If no one from the left challenges Obama (and the Democratic establishment more generally), he will continue to abuse the progressives, the civil libertarians, the anti-war movement, gay rights advocates, anti-Prohibitionists, etc. He will continue to treat those groups with contempt because they simply have no where else to go. Even if a primary challenger lost, it would be a statement, maybe even a wake-up call for Democratic leaders in the future. Especially if a lefterly groundswell offered a host of primary challengers, not just a sacrificial lamb for the presidency.

The abused constituencies are held in bondage to the Democratic party because they are terrified of anti-choice, creationist Republicans who want to dismantle the welfare state (by passing legislation like Medicare Part D). This is clearly a dilemma. But what is the worst that could happen? If the progressive/civil libertarian champion loses, the disaffected can always come crawling back; Obama won't turn their votes away. Or is there fear that any challenger would necessarily be less electable than the sitting president? Well that's a risk. But I would rather lose with dignity and send a strong signal than wring my hands in limp despair.

A kernel for such a broad primary assault could be the War on Drugs, or at least the war on pot.
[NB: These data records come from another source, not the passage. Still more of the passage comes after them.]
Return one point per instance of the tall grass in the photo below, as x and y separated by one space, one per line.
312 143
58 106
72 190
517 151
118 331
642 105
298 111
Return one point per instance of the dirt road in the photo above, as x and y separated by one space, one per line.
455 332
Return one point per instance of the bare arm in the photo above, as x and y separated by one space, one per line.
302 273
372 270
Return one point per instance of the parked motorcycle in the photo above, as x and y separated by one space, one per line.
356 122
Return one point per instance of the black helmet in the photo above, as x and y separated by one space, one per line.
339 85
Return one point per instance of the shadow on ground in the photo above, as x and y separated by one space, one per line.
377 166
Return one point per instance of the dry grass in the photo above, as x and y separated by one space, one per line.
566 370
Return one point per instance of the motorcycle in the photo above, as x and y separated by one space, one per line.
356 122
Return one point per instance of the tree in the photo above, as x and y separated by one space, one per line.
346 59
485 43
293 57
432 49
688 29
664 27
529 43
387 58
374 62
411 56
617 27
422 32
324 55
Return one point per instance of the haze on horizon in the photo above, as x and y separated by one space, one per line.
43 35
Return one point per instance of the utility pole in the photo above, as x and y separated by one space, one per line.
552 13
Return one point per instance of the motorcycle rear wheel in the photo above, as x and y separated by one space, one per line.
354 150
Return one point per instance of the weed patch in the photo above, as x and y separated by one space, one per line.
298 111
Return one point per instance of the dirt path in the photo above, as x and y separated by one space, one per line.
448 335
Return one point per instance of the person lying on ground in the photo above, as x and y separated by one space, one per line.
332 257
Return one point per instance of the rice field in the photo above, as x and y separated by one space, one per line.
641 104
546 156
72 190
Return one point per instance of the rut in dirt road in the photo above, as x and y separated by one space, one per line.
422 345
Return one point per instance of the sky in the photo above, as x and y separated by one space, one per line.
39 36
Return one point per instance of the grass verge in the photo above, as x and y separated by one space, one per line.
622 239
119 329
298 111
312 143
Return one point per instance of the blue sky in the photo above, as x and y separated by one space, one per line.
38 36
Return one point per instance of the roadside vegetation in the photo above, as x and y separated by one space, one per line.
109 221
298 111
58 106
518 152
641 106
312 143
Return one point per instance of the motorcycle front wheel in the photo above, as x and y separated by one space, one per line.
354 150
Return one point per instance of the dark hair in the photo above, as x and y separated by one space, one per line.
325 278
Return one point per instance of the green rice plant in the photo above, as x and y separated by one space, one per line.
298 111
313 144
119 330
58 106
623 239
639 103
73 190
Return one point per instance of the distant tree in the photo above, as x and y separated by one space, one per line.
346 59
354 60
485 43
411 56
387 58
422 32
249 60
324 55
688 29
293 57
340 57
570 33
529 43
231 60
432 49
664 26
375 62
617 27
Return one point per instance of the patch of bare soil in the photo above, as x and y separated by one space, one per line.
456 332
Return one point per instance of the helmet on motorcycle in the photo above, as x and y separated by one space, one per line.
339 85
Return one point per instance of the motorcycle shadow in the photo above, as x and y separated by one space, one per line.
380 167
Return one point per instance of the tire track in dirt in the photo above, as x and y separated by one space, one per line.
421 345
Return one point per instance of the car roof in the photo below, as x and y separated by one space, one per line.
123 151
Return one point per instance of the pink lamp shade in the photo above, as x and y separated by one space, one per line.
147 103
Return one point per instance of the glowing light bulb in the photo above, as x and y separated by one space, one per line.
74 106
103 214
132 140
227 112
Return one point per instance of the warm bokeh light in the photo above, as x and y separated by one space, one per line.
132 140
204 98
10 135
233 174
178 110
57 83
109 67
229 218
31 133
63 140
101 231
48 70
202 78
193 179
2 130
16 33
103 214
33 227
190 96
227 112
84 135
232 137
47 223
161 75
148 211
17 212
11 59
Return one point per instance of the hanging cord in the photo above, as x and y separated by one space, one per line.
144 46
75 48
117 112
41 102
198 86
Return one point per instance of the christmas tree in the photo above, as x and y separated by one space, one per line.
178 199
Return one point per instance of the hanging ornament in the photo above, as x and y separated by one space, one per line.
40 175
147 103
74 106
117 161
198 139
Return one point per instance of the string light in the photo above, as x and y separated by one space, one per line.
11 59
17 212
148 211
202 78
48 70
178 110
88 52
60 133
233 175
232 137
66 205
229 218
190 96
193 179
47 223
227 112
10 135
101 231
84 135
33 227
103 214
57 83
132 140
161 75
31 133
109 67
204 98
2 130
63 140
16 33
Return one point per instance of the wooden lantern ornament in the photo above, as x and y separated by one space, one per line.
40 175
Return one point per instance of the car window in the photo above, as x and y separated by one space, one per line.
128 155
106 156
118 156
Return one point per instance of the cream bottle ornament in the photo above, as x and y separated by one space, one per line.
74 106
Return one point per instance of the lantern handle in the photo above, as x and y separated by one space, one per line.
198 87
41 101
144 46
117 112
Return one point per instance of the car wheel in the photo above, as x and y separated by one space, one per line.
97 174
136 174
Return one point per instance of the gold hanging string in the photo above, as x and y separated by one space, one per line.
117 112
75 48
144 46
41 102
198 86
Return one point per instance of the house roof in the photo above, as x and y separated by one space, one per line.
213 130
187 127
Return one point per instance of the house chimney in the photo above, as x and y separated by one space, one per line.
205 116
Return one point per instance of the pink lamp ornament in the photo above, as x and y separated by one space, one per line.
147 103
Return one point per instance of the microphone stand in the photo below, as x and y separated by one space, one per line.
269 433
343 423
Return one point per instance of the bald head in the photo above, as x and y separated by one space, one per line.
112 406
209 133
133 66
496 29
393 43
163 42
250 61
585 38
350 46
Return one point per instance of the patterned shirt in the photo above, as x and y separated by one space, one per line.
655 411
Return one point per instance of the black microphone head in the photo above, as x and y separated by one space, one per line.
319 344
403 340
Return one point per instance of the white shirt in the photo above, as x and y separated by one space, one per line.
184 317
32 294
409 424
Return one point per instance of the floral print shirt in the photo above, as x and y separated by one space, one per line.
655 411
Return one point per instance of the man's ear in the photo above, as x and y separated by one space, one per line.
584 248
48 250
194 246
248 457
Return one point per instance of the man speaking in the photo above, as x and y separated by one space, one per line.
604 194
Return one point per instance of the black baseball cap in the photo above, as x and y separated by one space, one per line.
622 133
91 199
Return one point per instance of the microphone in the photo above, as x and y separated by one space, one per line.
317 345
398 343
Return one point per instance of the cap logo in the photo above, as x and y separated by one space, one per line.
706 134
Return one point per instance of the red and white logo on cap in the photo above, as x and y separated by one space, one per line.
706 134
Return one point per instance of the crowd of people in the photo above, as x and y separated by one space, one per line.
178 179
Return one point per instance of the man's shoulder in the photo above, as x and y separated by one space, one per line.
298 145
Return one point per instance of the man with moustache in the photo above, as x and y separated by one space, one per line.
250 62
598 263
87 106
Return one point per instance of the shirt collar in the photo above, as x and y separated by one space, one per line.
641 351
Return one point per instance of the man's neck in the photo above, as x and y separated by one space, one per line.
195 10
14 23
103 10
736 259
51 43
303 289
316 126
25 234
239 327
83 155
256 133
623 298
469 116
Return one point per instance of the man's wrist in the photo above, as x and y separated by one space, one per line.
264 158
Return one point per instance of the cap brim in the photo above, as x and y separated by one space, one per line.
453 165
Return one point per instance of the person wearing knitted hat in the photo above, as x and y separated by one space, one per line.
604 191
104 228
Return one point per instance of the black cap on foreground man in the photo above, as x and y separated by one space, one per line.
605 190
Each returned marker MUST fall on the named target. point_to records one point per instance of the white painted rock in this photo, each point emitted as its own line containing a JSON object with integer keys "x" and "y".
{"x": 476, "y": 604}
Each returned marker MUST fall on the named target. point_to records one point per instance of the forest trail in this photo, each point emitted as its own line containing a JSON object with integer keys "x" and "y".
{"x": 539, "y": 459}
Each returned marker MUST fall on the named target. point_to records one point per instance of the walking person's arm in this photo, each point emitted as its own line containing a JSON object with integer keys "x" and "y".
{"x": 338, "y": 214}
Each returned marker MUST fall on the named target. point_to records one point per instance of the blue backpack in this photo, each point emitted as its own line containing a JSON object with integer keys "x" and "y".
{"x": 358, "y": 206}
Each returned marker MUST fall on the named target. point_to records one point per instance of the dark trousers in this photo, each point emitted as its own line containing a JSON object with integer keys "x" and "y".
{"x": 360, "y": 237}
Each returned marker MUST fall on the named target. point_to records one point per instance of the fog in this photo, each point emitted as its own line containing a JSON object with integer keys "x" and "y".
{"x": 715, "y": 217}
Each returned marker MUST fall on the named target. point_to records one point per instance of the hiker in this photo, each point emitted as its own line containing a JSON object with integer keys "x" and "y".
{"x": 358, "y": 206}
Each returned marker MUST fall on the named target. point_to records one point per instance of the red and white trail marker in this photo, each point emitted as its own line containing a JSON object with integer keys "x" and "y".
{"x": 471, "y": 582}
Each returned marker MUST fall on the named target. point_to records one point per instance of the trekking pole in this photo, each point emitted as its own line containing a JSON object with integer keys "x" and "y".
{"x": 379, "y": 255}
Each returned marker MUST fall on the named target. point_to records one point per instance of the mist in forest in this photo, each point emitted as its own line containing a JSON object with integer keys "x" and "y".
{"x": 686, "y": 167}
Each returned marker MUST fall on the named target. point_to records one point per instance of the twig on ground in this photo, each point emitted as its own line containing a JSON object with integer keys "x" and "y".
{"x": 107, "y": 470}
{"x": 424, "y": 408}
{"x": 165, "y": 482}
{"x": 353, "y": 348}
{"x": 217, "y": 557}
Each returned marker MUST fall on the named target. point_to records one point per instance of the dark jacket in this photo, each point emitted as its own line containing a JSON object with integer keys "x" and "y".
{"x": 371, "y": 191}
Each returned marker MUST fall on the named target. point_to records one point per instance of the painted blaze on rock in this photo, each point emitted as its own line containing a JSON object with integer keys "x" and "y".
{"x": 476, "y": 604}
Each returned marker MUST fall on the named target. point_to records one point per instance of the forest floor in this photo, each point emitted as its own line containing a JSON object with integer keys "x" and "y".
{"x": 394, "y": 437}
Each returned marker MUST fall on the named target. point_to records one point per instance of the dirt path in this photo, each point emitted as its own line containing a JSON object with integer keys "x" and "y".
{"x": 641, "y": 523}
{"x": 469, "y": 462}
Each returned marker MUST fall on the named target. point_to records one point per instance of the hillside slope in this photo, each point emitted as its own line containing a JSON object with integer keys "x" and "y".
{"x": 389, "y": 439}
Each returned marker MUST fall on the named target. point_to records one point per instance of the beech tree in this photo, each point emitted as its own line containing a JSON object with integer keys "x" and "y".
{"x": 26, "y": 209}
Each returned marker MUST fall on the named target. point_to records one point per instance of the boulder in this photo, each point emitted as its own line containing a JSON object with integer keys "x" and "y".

A majority of Democrats support marijuana legalization, and yet few establishment Democrats do. (Although the recent bill cosponsored by Ron Paul and Barney Frank is a promising development). And amid the growing number of states legalizing marijuana for medicinal use, the Obama administration has continued to raid medical marijuana dispensaries compliant with state law. But of course there is no shortage of Obama administration failures to be outraged about as a liberal.